Over the next decade the report says that supply and demand are projected to grow at an annual compound rate of 2.0 percent and 5.1 percent, respectively.
“The supply-demand outlook carries different implications for industry players at different points along the value chain, and it will impact the way they manage their business activities over the next four years and in the longer run,” it adds.
The AWDC report says that Diamond jewellery retailers will be looking to exploit the rising demand for diamonds during this period.

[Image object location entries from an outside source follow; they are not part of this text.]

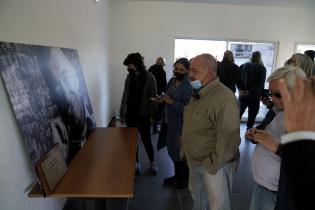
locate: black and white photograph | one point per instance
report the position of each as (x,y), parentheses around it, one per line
(49,97)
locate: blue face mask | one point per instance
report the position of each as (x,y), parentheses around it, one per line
(196,84)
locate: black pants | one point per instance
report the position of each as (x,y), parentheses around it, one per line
(143,125)
(253,108)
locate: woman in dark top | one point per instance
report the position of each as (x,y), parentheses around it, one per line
(137,109)
(177,95)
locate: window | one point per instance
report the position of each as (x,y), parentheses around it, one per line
(190,48)
(242,51)
(302,47)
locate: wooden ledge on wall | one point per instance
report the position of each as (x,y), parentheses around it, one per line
(103,168)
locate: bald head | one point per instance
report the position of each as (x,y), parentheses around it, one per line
(160,61)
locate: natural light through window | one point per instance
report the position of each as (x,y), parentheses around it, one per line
(301,48)
(190,48)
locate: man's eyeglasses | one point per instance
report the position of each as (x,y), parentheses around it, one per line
(275,94)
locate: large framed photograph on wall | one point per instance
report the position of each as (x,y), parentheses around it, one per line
(49,97)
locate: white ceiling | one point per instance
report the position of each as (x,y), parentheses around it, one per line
(282,3)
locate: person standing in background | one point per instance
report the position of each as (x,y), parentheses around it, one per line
(250,85)
(137,109)
(160,77)
(228,71)
(310,53)
(177,96)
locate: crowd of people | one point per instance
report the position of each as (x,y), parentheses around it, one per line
(199,116)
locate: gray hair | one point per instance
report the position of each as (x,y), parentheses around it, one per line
(305,63)
(288,73)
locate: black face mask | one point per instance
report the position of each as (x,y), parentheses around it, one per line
(131,71)
(179,76)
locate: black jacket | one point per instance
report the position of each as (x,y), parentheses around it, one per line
(160,78)
(228,73)
(253,77)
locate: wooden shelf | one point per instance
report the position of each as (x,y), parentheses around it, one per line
(103,168)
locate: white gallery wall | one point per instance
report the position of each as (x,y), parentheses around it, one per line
(80,24)
(150,28)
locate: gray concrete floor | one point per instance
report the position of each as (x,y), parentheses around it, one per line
(151,194)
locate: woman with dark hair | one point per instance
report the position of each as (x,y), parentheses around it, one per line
(137,109)
(178,93)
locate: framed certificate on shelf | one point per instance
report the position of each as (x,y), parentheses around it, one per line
(50,169)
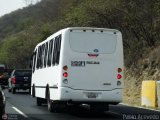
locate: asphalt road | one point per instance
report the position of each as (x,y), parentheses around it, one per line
(21,106)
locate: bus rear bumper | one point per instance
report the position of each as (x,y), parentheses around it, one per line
(110,96)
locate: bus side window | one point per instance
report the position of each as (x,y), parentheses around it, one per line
(50,53)
(45,56)
(38,58)
(34,60)
(56,51)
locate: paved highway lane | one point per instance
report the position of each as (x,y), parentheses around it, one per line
(21,106)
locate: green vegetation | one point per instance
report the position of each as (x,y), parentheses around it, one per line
(139,22)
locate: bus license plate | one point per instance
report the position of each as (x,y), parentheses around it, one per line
(92,95)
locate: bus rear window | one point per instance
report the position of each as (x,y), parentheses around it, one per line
(88,42)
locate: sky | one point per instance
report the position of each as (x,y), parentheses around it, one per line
(7,6)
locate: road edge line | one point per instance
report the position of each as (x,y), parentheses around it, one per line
(20,112)
(139,107)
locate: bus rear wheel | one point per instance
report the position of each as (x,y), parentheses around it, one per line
(99,108)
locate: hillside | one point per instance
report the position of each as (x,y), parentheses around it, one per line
(139,22)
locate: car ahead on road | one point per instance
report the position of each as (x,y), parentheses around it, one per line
(2,103)
(20,79)
(4,76)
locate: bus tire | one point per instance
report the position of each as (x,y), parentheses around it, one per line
(50,103)
(98,108)
(13,90)
(39,101)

Their key test is to get an ample and regular supply of polished diamonds in the range of sizes, shapes and colours matched to consumer demand.
The UAE and the GCC region — Economic Stats
Because diamonds are a luxury item, demand growth is expected to parallel GDP growth, especially in the UAE on the back of its winning bid to host Expo 2020. According to the Dubai Economic Department, the GCC economy is set to hit a record high of USD 1.46 trillion, achieving 4.6 percent real growth, with the UAE GDP set to climb to USD 358 billion in 2012.
Gold topped the list of Dubai’s imports with AED 25.6 billion from January to March 2012, followed by Diamonds at AED 13.9 billion and Jewellery and Precious Metals at AED 11.7 billion, reveals Dubai Customs.
Gold is also the number one product to be exported from Dubai during the first half of 2012 at AED 18.6 billion, followed by Jewellery and Precious Metals at AED 1.4 billion.
A total of AED 10.2bn worth of gold and jewellery was purchased in the UAE in 2012. UAE residents and tourists spent a total of USD 408 million (AED 1.5 billion) on jewellery in the fourth quarter of 2012 as compared to USD 385 million (AED 1.4 billion) for the same period the year before. This is an increase of six percent for the quarter, year-on-year
It is estimated that the GCC is home to nearly 400,000 millionaires, with a total estimated wealth of approximately USD 4 Trillion.
Watch and jewellery makers have hailed Middle East consumers’ penchant for spending fortunes on showpiece items this year.